Personal information
- Full name: Omar Anwar
- Born: 1 July 1983 (age 43) Harrow, Middlesex, England
- Batting: Right handed
- Bowling: Unknown

Domestic team information
- 2003–2006: Oxford UCCE
- First-class debut: 12 April 2003 Oxford UCCE v Middlesex
- Last First-class: 31 May 2006 Oxford UCCE v Durham

Career statistics
| Competition | First-class |
| Matches | 13 |
| Runs scored | 402 |
| Batting average | 23.64 |
| 100s/50s | -/2 |
| Top score | 99 |
| Balls bowled | 3 |
| Wickets | 0 |
| Bowling average | – |
| 5 wickets in innings | – |
| 10 wickets in match | – |
| Best bowling | – |
| Catches/stumpings | 2/– |
- Source: CricketArchive, 11 October 2008

= Omar Anwar =

English cricketer

Omar Anwar (born 1 July 1983) is a former English cricketer who played for Oxford UCCE. He was born in Harrow.
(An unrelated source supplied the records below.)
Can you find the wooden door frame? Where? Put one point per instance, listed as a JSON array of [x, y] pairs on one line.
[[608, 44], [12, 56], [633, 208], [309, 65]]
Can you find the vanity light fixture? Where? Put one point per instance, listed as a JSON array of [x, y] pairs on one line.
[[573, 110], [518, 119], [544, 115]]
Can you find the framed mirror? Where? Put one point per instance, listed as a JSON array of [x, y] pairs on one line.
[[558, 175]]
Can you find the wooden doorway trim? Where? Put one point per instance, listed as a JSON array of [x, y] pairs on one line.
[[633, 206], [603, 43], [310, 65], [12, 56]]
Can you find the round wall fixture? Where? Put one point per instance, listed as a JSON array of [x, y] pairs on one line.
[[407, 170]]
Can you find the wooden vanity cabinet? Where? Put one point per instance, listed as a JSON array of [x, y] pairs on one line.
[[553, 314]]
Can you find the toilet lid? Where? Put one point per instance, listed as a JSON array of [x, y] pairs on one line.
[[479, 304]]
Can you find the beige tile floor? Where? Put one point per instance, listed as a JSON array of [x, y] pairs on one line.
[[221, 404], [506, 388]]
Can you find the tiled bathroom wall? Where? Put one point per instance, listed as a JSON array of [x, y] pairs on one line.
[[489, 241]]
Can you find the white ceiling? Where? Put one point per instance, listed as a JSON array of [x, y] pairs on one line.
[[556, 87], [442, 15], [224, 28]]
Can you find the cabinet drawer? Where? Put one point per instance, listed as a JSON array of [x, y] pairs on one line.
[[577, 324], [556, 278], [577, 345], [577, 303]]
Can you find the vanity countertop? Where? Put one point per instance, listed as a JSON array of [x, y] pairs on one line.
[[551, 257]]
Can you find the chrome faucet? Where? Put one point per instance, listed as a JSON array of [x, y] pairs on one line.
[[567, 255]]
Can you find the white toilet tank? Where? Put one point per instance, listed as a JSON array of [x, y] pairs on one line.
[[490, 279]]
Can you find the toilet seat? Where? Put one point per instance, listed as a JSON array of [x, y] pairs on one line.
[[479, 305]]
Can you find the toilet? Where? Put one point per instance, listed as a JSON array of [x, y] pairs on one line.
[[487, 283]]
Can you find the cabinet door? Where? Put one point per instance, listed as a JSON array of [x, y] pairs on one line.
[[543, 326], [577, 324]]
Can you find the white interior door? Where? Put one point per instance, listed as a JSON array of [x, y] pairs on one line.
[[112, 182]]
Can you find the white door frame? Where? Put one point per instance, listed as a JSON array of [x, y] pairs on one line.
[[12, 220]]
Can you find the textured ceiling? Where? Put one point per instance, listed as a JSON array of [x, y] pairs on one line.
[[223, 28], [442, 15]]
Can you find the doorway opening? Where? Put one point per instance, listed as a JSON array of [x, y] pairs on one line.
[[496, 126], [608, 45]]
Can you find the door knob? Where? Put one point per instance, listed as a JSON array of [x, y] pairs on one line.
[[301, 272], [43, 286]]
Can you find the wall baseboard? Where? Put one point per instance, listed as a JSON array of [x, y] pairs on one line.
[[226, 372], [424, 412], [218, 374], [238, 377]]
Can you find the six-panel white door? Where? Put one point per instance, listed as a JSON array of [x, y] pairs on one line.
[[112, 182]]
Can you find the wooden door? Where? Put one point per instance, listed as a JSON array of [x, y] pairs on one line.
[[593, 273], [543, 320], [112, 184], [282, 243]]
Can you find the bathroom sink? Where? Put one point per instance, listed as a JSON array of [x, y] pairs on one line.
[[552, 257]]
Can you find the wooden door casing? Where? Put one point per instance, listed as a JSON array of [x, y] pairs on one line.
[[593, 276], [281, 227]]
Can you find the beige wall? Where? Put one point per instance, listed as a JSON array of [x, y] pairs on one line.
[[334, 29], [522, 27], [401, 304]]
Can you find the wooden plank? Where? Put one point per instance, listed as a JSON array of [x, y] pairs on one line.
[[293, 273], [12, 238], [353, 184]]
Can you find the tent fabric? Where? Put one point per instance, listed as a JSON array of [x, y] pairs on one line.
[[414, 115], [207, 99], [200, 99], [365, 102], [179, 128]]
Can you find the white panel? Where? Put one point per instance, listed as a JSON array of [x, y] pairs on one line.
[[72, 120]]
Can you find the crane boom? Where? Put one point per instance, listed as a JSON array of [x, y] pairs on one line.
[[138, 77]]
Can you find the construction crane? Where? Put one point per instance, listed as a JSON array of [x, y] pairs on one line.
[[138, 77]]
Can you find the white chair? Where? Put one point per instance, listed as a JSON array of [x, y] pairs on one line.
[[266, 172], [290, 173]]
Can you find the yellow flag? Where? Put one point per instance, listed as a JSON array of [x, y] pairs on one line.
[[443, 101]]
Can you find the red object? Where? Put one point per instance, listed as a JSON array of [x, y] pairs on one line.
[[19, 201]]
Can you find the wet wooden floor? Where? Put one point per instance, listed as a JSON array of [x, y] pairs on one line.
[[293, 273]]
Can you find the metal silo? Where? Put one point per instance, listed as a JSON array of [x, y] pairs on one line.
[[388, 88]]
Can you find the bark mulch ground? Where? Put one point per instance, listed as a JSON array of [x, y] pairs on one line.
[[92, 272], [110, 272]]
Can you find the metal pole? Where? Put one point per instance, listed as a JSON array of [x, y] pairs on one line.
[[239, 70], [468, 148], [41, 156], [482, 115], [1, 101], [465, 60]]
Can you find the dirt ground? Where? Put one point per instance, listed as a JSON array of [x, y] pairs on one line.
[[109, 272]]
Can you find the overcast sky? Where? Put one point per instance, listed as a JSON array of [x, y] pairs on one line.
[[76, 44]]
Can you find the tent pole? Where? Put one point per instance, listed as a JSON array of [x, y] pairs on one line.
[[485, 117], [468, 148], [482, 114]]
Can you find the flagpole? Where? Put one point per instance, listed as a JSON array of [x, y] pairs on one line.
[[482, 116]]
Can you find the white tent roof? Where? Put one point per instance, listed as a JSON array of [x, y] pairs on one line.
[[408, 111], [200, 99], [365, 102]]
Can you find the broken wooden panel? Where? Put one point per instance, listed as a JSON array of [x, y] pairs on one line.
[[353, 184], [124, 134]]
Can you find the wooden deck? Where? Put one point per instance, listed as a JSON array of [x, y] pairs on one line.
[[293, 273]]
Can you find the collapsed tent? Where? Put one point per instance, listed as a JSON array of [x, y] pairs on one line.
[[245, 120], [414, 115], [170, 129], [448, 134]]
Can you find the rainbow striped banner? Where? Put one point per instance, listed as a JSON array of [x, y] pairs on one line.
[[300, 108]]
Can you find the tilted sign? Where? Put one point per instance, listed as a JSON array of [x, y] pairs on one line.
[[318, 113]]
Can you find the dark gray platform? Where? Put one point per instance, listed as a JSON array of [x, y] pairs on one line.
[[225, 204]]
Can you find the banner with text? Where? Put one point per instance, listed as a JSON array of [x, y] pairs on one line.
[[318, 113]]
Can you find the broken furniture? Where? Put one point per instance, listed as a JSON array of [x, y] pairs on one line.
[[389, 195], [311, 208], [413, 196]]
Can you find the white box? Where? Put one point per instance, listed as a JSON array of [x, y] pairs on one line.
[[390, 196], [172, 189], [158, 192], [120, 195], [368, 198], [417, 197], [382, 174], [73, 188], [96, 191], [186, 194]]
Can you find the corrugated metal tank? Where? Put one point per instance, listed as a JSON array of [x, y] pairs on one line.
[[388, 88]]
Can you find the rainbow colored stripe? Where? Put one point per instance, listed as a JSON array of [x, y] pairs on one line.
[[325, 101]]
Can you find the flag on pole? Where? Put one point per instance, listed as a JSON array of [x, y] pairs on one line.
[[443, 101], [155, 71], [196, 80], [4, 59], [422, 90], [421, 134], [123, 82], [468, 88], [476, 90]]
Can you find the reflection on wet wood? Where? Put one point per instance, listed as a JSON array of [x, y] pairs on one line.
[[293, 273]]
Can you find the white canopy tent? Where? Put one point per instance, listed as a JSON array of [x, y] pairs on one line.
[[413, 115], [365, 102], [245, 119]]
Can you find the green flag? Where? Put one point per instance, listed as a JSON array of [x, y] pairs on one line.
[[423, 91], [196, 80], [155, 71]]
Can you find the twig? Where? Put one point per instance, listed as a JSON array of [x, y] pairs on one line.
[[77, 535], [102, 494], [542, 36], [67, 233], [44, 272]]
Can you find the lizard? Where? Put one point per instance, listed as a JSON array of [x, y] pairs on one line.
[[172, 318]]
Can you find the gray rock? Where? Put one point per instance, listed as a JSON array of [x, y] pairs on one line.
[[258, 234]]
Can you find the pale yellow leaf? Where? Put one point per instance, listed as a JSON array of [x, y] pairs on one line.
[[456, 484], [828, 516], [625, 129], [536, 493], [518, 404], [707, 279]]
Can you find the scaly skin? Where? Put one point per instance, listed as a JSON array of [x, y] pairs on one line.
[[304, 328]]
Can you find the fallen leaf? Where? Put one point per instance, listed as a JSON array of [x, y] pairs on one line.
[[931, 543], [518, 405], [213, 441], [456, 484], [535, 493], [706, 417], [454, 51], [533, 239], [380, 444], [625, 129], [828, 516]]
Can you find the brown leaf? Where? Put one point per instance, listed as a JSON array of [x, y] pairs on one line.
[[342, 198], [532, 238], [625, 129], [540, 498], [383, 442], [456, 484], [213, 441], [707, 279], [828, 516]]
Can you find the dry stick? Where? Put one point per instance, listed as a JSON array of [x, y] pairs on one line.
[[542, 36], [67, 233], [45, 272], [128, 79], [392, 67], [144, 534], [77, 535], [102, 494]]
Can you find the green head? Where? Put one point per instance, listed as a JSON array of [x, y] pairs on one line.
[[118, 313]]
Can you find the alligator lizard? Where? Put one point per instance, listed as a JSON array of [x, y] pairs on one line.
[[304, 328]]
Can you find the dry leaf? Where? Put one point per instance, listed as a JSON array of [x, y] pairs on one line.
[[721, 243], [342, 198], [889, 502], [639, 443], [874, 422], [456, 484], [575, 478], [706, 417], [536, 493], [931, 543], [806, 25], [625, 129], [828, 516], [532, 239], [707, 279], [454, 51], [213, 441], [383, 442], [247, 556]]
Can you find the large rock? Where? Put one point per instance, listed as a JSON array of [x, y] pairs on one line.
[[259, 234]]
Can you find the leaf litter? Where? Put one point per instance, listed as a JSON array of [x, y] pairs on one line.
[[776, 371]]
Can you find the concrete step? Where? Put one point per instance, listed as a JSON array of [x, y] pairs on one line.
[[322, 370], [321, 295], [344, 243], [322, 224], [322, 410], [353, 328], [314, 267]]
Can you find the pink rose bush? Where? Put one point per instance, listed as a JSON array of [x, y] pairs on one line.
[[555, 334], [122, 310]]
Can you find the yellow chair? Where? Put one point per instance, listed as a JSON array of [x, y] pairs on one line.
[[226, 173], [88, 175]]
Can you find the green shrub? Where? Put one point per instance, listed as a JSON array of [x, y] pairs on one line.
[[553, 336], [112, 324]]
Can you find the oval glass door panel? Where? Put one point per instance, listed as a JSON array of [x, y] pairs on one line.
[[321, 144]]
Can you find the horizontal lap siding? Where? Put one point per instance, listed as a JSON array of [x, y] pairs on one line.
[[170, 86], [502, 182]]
He made his first appearance for the team against Middesex in 2003, scoring 99 in his first innings, which would remain his first-class best for the entirety of his career. He made two further first-class appearances during 2003, and two appearances for Middlesex Second XI at the end of the University year.

Anwar continued to appear for Oxford University until 2006, playing for Stanmore in the Cockspur Cup for the first time in 2005.